Als Beschreibung des Dilemmas nimmt Cassirer den Problembefund an, hält es aber, anders als sein Lehrer Simmel, für überwindbar. Die Begriffs-Schrift möchte zeigen, wie ein "echter", philosophischen und wissenschaftlichen Ansprüchen genügender Begriff auszusehen hätte - ein Begriff, der die Inhalte nicht als Quantités négligeables behandelt, weil deren Besonderheiten für ihn Notwendigkeiten sind. Die Lösungsperspektive liegt, kurz gesagt, in einer neuen Verhältnisbestimmung von Sein und Bedeuten, für die Cassirer parallele Entwicklungen in der zeitgenössischen Wissenschaftswelt geltend macht. Demnach vollzieht sich der Weg begrifflicher Abstraktion nicht länger als ein Absehen vom Besonderen, sondern über verschiedenartigste und selbständige "Denkakte, deren jeder eine besondere Art der Deutung des Inhalts, eine eigene Richtung der Gegenstandsbeziehung in sich schließt".
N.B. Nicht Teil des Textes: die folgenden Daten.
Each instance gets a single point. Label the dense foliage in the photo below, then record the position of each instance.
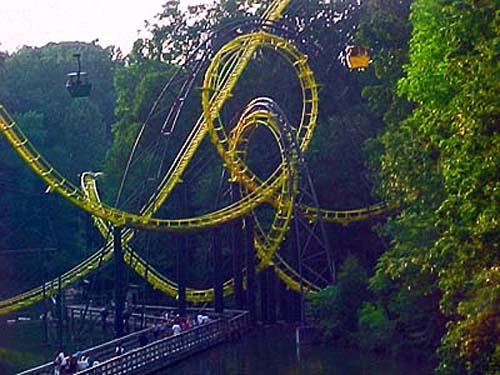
(72, 133)
(440, 165)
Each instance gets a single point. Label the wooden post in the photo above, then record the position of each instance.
(271, 282)
(264, 287)
(60, 309)
(236, 246)
(250, 267)
(182, 253)
(118, 276)
(218, 282)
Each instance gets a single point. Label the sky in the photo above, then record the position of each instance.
(113, 22)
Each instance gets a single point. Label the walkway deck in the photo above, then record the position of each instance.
(157, 354)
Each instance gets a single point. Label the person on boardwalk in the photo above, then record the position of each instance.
(59, 363)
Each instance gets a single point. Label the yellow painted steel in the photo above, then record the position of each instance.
(220, 81)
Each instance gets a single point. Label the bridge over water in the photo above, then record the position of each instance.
(159, 353)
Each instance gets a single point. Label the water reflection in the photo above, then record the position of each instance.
(272, 351)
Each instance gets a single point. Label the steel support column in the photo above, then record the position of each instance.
(119, 273)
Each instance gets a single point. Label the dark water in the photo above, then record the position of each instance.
(264, 351)
(23, 345)
(272, 351)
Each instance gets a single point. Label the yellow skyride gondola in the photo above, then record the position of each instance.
(357, 57)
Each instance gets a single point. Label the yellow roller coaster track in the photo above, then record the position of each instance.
(220, 80)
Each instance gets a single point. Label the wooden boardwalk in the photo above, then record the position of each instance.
(160, 353)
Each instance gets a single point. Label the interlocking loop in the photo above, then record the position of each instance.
(279, 189)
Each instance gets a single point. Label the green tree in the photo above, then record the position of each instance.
(440, 164)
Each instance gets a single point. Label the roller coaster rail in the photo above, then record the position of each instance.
(280, 189)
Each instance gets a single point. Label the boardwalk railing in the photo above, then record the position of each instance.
(157, 354)
(164, 352)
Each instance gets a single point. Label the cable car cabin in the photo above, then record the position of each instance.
(78, 85)
(357, 57)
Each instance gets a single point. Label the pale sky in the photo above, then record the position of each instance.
(38, 22)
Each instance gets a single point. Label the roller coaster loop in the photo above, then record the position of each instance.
(282, 189)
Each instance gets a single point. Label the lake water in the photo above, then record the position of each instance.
(264, 351)
(272, 351)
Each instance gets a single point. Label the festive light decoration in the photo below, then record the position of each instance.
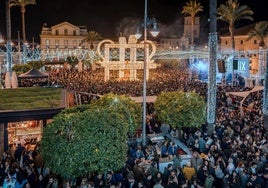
(211, 102)
(265, 91)
(51, 55)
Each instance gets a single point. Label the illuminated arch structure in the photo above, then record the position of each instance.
(124, 55)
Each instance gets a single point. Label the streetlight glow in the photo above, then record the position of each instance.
(146, 22)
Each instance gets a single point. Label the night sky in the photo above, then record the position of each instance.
(109, 18)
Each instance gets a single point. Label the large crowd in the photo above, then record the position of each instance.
(232, 155)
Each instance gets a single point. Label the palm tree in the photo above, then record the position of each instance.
(91, 37)
(192, 8)
(231, 12)
(260, 31)
(22, 4)
(9, 48)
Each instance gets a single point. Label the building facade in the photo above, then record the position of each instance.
(62, 36)
(245, 49)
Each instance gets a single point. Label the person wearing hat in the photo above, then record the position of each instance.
(188, 171)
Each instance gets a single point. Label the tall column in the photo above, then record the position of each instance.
(212, 87)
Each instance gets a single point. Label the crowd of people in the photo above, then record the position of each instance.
(232, 155)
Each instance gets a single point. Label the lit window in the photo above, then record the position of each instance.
(74, 43)
(57, 43)
(47, 42)
(66, 43)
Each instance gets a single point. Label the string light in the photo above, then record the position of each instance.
(211, 102)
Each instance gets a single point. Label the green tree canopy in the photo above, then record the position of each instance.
(181, 109)
(90, 138)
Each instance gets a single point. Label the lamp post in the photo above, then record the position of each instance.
(146, 22)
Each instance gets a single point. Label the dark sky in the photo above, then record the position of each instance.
(109, 17)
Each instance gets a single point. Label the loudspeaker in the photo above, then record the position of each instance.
(235, 64)
(221, 66)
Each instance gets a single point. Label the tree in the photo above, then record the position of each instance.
(9, 48)
(192, 8)
(90, 38)
(89, 138)
(260, 31)
(22, 4)
(181, 109)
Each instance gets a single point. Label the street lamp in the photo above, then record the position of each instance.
(146, 23)
(1, 42)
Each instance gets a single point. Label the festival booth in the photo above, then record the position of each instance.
(33, 77)
(241, 97)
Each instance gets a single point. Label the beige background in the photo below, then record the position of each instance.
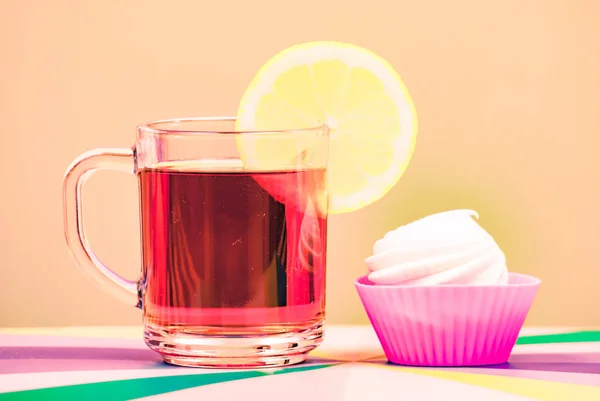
(507, 92)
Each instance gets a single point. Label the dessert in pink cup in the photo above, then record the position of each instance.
(438, 293)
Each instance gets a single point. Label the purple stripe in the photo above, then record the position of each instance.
(47, 359)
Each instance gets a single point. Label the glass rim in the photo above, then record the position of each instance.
(154, 128)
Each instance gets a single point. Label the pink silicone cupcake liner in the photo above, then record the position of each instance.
(448, 325)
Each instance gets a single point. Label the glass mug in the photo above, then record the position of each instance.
(234, 232)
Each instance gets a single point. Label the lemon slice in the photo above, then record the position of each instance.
(357, 94)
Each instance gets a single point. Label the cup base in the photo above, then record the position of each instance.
(193, 347)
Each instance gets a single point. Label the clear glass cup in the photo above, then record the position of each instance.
(233, 234)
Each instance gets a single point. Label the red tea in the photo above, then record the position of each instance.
(233, 252)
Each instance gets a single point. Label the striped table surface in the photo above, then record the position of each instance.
(113, 363)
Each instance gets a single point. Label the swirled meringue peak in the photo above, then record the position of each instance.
(443, 248)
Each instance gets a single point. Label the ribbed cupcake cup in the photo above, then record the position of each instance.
(448, 325)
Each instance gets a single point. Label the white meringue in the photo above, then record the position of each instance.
(443, 248)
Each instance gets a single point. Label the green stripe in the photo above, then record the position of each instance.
(118, 390)
(575, 337)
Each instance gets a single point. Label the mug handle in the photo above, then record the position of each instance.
(120, 159)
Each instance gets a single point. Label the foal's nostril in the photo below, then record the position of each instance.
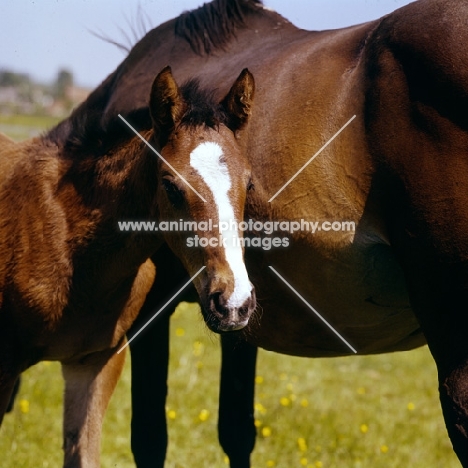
(216, 301)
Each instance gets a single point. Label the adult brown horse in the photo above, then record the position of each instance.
(398, 172)
(71, 284)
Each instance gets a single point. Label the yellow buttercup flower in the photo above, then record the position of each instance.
(204, 415)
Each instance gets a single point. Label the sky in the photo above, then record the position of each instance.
(39, 37)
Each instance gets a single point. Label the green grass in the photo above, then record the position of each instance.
(356, 412)
(21, 127)
(366, 412)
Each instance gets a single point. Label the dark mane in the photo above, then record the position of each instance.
(84, 134)
(214, 24)
(202, 108)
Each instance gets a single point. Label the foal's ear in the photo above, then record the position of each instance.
(166, 104)
(238, 102)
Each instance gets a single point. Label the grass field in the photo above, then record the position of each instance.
(356, 412)
(20, 127)
(359, 412)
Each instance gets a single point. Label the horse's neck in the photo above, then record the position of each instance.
(124, 190)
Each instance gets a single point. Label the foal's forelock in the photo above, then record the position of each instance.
(207, 160)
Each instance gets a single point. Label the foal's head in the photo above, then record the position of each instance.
(203, 179)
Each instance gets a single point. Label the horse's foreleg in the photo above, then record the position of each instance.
(236, 400)
(89, 384)
(8, 389)
(15, 391)
(150, 358)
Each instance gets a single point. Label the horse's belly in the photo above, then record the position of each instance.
(359, 292)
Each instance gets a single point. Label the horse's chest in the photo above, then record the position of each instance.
(358, 290)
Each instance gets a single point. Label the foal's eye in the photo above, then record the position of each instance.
(174, 193)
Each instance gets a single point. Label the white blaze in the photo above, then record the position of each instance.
(206, 160)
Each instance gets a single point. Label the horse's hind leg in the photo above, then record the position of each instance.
(89, 384)
(8, 384)
(236, 400)
(454, 400)
(150, 359)
(13, 395)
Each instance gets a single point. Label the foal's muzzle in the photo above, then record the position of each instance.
(221, 318)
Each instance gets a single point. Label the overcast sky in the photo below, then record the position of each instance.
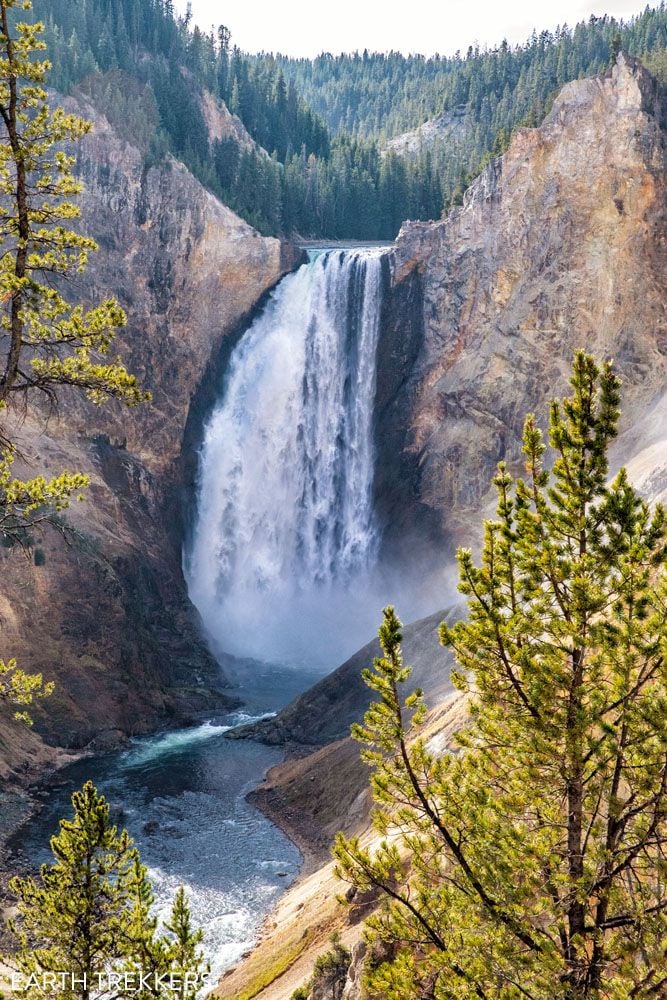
(307, 27)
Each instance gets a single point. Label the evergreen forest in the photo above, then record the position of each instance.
(323, 163)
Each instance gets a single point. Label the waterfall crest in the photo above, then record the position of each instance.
(285, 530)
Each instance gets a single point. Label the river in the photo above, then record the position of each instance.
(181, 795)
(281, 566)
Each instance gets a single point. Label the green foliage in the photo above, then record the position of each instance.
(46, 343)
(89, 915)
(532, 861)
(49, 343)
(325, 121)
(330, 973)
(19, 688)
(184, 955)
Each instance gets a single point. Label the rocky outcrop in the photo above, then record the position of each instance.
(435, 134)
(104, 612)
(559, 244)
(325, 712)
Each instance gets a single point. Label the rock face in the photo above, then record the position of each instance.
(449, 127)
(326, 711)
(560, 244)
(106, 614)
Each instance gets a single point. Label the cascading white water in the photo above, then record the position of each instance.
(285, 538)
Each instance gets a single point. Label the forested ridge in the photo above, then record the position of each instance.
(324, 123)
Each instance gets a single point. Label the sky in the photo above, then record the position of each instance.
(307, 27)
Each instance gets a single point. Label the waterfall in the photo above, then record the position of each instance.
(285, 539)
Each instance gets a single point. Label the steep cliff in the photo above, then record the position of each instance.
(105, 612)
(559, 244)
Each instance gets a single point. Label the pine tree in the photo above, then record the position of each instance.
(45, 342)
(532, 863)
(185, 957)
(78, 917)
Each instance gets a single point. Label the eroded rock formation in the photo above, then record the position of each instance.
(106, 614)
(560, 244)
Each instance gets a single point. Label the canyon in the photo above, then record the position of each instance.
(484, 312)
(481, 313)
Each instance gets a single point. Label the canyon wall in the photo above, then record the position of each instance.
(560, 244)
(105, 612)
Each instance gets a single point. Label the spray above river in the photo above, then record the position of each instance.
(285, 539)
Hier, in dieser frühen Schrift des Jahres 1910, hat Cassirer jene umfassende Grundlegung vorgenommen, die sein weiteres Philosophieren hält und trägt. Kritik und Nachwelt haben das nicht immer erkennen wollen, und so steht jene Reaktion auf das Leibniz-Buch exemplarisch für die Rezeption seines OEuvres überhaupt. Immerhin mag es dem jungen Cassirer eine Genugtuung gewesen sein, daß er dem Start der Akademieausgabe seinerzeit mit einer vierbändigen Edition von Leibniz' Hauptschriften zuvorkam, die noch heute Maßstäbe setzt. Die Geschichte jener Preisvergabe aber nahm währenddessen ihren Lauf. Als zum Termin im Jahr 1905 nicht eine einzige Bewerbungsschrift eingegangen war, wurde die Ausschreibung nochmals verlängert und führte zu dem gleichen niederschmetternden Resultat. Schließlich hatte die Kommission ein Einsehen. Das Preisgeld von fünftausend Mark ging je zur Hälfte an die beiden Bibliographen, denen der Katalog der Leibniz-Handschriften zu danken war: Dr. Willy Kabitz aus Breslau und Paul Ritter, Berlin.